Plantão da madrugada

Reuben Gilbert parou a viatura descaracterizada em frente à entrada do beco e desceu, o vento frio da madrugada em seu rosto ajudando-o a focar os pensamentos. Faltava apenas uma hora para terminar seu turno, mas o chamado de uma patrulha na região do porto lhe dera a desculpa perfeita para interromper o trabalho burocrático na central e esticar as pernas.

- O que houve? - Indagou para o policial fardado do outro lado da fita de segurança zebrada, após exibir o distintivo.

- Um possível latrocínio, sargento - declarou o interpelado, enquanto Gilbert levantava a fita e avançava para o interior do beco, onde o outro policial, lanterna em punho, mantinha-se agachado junto a um corpo caído no chão em decúbito dorsal atrás de uma caçamba de lixo. O policial ergueu-se, quando o superior aproximou-se.

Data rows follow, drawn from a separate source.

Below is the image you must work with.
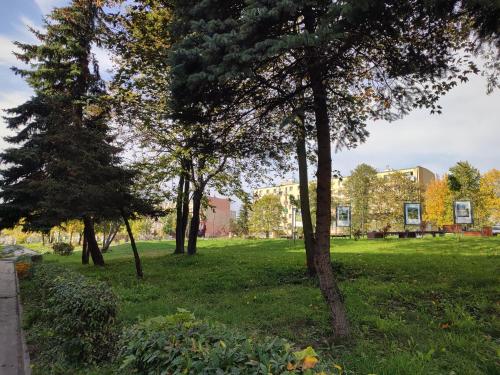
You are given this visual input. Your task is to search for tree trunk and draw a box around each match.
[82,233,89,264]
[304,8,350,340]
[121,210,144,279]
[174,172,185,254]
[83,216,104,266]
[188,188,203,255]
[102,224,120,252]
[182,170,190,244]
[297,114,316,276]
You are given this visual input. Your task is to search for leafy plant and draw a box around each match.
[52,242,75,256]
[30,264,118,364]
[119,310,328,375]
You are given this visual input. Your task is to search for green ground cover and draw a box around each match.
[24,237,500,374]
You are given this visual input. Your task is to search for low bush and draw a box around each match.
[52,242,75,255]
[26,264,118,364]
[119,310,326,375]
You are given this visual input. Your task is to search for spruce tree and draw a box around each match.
[0,0,156,274]
[163,0,497,339]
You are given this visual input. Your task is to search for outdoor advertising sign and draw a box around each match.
[404,203,422,225]
[453,200,473,224]
[336,206,351,228]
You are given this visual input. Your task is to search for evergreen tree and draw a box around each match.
[164,0,496,338]
[0,0,156,274]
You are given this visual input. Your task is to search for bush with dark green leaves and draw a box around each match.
[52,242,75,255]
[28,264,119,364]
[119,310,330,375]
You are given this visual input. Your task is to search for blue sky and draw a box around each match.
[0,0,500,185]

- Kesby - saudou-o Gilbert. - Está na ronda noturna agora?

Kesby esboçou um sorriso.

- Imaginei que seria mais tranquilo, sargento.

Gilbert agachou-se junto ao corpo. Mulher, talvez 70 ou 80 anos de idade, pescoço cortado, uma poça de sangue sob a mesma. Provavelmente, arrastada da rua principal para dentro do beco escuro. O que uma anciã como aquela estava fazendo na área do porto, de madrugada? E as roupas que estava vestindo não condiziam com a idade aparente.

- Que tipo de mulher já viu usando essas roupas por aqui, Kesby? - Indagou, erguendo-se.

O policial não precisou pensar muito.

- Prostitutas, sargento.

E com a mão no queixo:

- Pelo visto, essa daí não estava disposta a se aposentar.

Gilbert fez um aceno de concordância, mas ressaltou:

- Nem sempre as coisas são como parecem, Kesby.

A conversa foi interrompida pela chegada do furgão da perícia. Dois peritos usando jaquetas escuras desembarcaram, e houve a costumeira troca de saudações entre os presentes.

- Ainda com insônia, Gilbert? - Brincou um perito com uma máquina fotográfica pendurada no pescoço.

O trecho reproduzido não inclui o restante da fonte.